Kinderspielzeug oder Energielieferant? An 800 Meter langen Seilen sollen sie in die Höhe steigen: bis zu 1.000 Quadratmeter große Drachen der SkySails Power GmbH. Die zweijährigen Tests sind in den Kreisen Dithmarschen und Nordfriesland geplant.
Bereits seit Jahren vermarktet SkySails bis zu 400 Quadratmeter große Zugdrachen als Antrieb für Frachtschiffe und Jachten. Geboren wurde die Idee, als der damals 14-jährige Stephan Wrage von seinem hoch oben fliegenden Lenkdrachen förmlich über den Strand von Sankt Peter-Ording gezogen wurde, während die Segler am Boden kaum Wind verspürten. Bis nach seinem Studium zum Wirtschaftsingenieur ließ ihn ein Gedanke nicht los: "Irgendwie müssen wir den Drachen aufs Schiff bringen." So gründete der heute 45-jährige Hamburger SkySails und verwirklichte den Schiffsantrieb. "Die Drachen erzeugen bis zu zwei Megawatt und sparen so bis zu 10.000 Liter Schweröl am Tag und entsprechend Kohlendioxid", sagt Wrage. "Spätestens nach dem dritten Bier kommt man dann auf die Idee, damit auch Strom zu erzeugen."

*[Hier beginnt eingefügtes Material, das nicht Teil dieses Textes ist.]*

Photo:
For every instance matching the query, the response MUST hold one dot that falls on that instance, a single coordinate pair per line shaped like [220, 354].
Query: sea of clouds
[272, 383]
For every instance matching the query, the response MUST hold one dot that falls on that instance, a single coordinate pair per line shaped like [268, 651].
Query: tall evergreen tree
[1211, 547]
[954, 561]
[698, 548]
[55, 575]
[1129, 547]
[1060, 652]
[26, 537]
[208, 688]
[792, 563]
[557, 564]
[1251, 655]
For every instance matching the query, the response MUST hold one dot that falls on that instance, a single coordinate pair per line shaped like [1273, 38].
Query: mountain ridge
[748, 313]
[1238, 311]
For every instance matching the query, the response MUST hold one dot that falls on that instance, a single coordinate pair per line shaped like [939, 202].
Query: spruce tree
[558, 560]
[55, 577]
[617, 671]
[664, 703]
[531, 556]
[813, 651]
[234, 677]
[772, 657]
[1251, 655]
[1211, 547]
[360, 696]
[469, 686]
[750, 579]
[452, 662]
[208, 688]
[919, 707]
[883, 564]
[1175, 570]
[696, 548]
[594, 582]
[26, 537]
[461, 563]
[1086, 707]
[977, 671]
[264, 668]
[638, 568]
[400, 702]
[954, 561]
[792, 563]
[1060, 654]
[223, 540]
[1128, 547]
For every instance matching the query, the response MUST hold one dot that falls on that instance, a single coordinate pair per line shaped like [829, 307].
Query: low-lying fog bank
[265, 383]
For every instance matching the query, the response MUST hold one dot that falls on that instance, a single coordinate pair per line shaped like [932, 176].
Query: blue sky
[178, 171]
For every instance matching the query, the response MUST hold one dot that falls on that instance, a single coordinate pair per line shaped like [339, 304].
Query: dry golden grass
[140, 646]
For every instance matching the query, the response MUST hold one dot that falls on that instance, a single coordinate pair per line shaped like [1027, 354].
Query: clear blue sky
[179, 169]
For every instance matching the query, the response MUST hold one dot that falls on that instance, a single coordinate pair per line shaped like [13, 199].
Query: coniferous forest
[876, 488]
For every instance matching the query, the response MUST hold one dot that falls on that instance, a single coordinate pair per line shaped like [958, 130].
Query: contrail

Derzeit entwickelt die SkySails Power GmbH, eine Tochter der SkySails Group GmbH, eine Bodenstation zur Stromerzeugung. Zum System gehören: Drachen, Seil, Steuergerät, Winde und ein Startmast. "In Aktion funktioniert das wie ein Jo-Jo. Der Drachen zieht das Seil von der Winde ab, die sich dadurch dreht und Strom erzeugt." Zur maximalen Kraftentfaltung fliegt der Drachen 800 Meter breite und 100 Meter hohe Achten. Ein Generator wandelt die Zugkraft in Strom um, mit dem sich Batterien laden oder via Elektrolyse Wasserstoff und Sauerstoff gewinnen lassen - etwa für den Einsatz von Brennstoffzellen. Auch ins Stromnetz ließe sich die Energie einspeisen. "Kurz bevor das Seil zu Ende ist, wird der Drachen so in den Wind geflogen, dass er mit ihm zurück zur Bodenstation geführt wird." Der untere Umkehrpunkt befindet sich bei 100 bis 200 Metern Höhe, der obere bei 400 bis 800 Metern. "Dazwischen saust der Drache hin und her." Beim Aufsteigen wird Energie produziert, das Absteigen kostet Energie - allerdings sehr viel weniger. Ein großes Thema sei die Automation, so Wrage. Denn was der Mensch intuitiv ausgleiche, wie Fallwinde und Böen, lasse sich maschinell nur mit ausgefeilter Steuerungstechnik kompensieren.
Offshore-Einsatz
"Später sind noch größere Drachen mit einer Leistung von mehr als fünf Megawatt denkbar", so Wrage. Zum Vergleich: Auf See beträgt die installierte Leistung pro Windkraftanlage im Schnitt 4,3 Megawatt in Deutschland, wobei es bereits Acht-Megawatt-Turbinen am Markt gibt. "Wir sehen die Drachen als Ergänzung zu Windkraftanlagen, denn beide Technologien haben unterschiedliche Stärken." Vorteile der Drachen seien geringere Stromerzeugungskosten, mehr Volllaststunden und eine gleichmäßigere Stromerzeugung. "Wenn wir den Wind in 400 bis 600 Metern Höhe über der Grenzschicht der Erde nutzen, haben wir stärkeren und gleichmäßigeren Wind, weil er nicht durch die Erdoberfläche abgebremst wird."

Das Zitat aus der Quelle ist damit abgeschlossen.